En esto veo, Melibea, la grandeza de Dios

Alimentado por las imaginerías de los cuentos de mi abuela, la tierra se me figuraba demasiado amplia y demasiado grande, y el único problema era que yo habitaba en el único rincón en donde nada interesante ocurría. Eso, sin embargo, no me frustraba por completo: albergué siempre la esperanza de que al crecer se derribarían las murallas y yo alcanzaría la gloria de enfrentarme a la magia y sus placeres. En efecto, la muralla se derribó, pero del otro lado alguien encorsetó las anchas caderas del mundo con el que había bailado en mis sueños. En efecto magia, en efecto placeres, no se les encuentra detrás de cada árbol, o en las conversaciones de extraños ¡es tan difícil procurárselos!

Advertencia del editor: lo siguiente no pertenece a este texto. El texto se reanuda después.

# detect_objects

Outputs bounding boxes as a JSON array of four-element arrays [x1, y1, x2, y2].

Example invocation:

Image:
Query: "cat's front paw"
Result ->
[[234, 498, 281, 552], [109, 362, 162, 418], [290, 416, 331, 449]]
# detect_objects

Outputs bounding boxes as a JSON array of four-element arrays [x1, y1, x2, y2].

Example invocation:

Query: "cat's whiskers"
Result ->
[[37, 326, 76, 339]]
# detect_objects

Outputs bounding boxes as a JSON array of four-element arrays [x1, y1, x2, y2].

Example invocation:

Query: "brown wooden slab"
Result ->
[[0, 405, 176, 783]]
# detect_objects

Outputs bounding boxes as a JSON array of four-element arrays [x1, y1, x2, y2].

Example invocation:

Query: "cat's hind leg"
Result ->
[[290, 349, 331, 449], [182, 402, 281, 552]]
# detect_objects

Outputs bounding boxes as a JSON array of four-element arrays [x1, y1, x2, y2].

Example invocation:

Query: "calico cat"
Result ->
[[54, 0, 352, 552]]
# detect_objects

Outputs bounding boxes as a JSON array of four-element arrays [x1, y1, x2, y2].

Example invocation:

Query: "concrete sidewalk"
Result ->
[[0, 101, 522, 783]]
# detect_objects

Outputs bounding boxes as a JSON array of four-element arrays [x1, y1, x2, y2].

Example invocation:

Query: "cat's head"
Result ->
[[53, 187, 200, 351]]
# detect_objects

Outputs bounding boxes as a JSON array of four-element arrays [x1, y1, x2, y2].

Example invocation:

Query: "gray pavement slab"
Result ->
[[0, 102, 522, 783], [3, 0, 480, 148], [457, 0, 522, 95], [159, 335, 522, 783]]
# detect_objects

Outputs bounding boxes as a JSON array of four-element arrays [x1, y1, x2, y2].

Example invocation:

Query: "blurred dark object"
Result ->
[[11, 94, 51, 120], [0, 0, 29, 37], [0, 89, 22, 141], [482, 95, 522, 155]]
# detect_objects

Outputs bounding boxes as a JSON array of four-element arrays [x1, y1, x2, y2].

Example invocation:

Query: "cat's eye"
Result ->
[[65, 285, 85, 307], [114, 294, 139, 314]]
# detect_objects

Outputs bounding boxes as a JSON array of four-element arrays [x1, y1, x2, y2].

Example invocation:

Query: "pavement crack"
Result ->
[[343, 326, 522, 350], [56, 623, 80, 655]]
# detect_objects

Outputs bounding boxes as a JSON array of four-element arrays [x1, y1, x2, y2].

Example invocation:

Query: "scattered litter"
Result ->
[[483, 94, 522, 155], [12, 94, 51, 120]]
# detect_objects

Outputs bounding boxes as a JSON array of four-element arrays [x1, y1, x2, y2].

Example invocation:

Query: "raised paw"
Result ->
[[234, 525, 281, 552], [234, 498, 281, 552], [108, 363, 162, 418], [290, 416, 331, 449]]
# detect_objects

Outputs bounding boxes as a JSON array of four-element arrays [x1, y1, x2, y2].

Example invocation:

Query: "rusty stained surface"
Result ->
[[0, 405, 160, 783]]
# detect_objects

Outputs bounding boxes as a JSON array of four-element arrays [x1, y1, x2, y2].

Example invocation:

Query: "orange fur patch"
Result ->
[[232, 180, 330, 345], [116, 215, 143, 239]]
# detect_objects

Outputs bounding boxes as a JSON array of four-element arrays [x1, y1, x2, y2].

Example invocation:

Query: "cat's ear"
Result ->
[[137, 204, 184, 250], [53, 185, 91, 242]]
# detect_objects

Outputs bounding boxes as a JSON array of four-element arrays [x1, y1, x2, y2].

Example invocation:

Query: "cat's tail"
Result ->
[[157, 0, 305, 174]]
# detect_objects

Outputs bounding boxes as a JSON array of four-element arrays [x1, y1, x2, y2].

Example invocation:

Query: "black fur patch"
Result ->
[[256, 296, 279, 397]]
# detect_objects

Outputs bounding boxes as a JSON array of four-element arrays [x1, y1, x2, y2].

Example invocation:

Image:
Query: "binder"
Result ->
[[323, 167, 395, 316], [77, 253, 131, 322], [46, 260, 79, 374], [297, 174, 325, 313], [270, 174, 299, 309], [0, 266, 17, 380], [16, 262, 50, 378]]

Tracé tantos mapas, me inventé tantos códigos, dibujé la anatomía de los tantos animales fantásticos: registré el mundo como creí necesario para que no fuera tan grande la sorpresa al encontrarme con el verdadero. Nunca fue tan inocente la precaución.
Al término sé que viví la Fantasía auténtica, porque cuando una ensoñación se toca, se rompe.
Calisto, no necesitábamos a Celestina.